I watched Google's media event today announcing their new Nexus One Superphone. There was one large surprise - That it will be available on Verizon spring of 2010. Make no mistake about it this is a HUGE hit to RIMM's Blackberry phone franchise.

The Nexus One (and other Android phones/devices) will keep Apple's Iphone honest. This is great news for consumers who have a love/hate relationship with Apple. By offering a competitive device (a better device in some regards), Apple will now have to speed up it's product roadmap that has always remained closed, and proprietary. Possible changes that might be forced on Apple include - Allowing for the consumer to add memory, and swap out their battery as wanted/needed. Better and more powerful camera. A faster and more powerful processor. Ultimately, I believe Apple will need to license their Iphone OS - or face the same single digit market share they have VS Windows in the PC space.

For Motorola, Apple Palm and anyone else in the Smartphone space - this is the 'first shot across the bow' in commoditizing the Smartphone space, just like low end cell phone space has become. With an Open Source OS platform (Android) product differentiation becomes more difficult. Going forward the only way for Smartphone hardware guys to differentiate themselves will be via faster processors, better battery life, better cameras.

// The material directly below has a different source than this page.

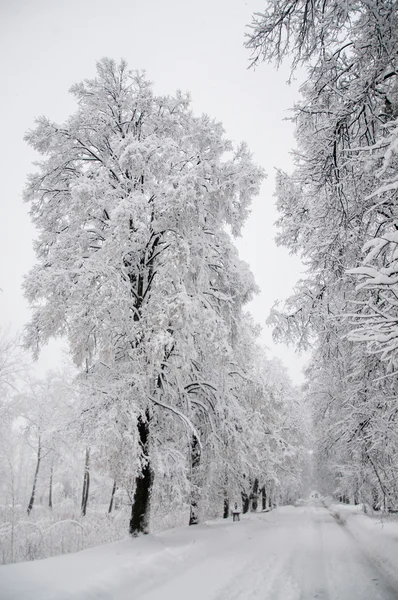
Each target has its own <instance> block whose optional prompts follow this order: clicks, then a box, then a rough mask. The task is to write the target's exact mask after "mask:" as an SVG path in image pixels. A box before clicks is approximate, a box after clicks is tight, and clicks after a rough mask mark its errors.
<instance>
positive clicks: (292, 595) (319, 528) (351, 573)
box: [123, 506, 398, 600]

For wireless carriers (Verizon AT&T TMobile and Sprint) - Android has nasty mathematical consequences. For the first time, your customer is not necessarily locked into your network. More importantly, Android will accelerate the "ramp" to Superphone devices - which are HUGE consumers of data - hence Bandwidth. The amount of *new* CAPEX to keep up will not mirror the new revenue streams as new Superphone users come online.

Now for the suckiness.... As a consumer, expect to see the Wireless Carriers to start implementing tiered pricing (no different than the Cable companies have). If your streaming music or video, or doing all those fun things that Superphones allow for - get ready ...Your bills gonna be a lot more expensive in a year. All you can eat data will be dead.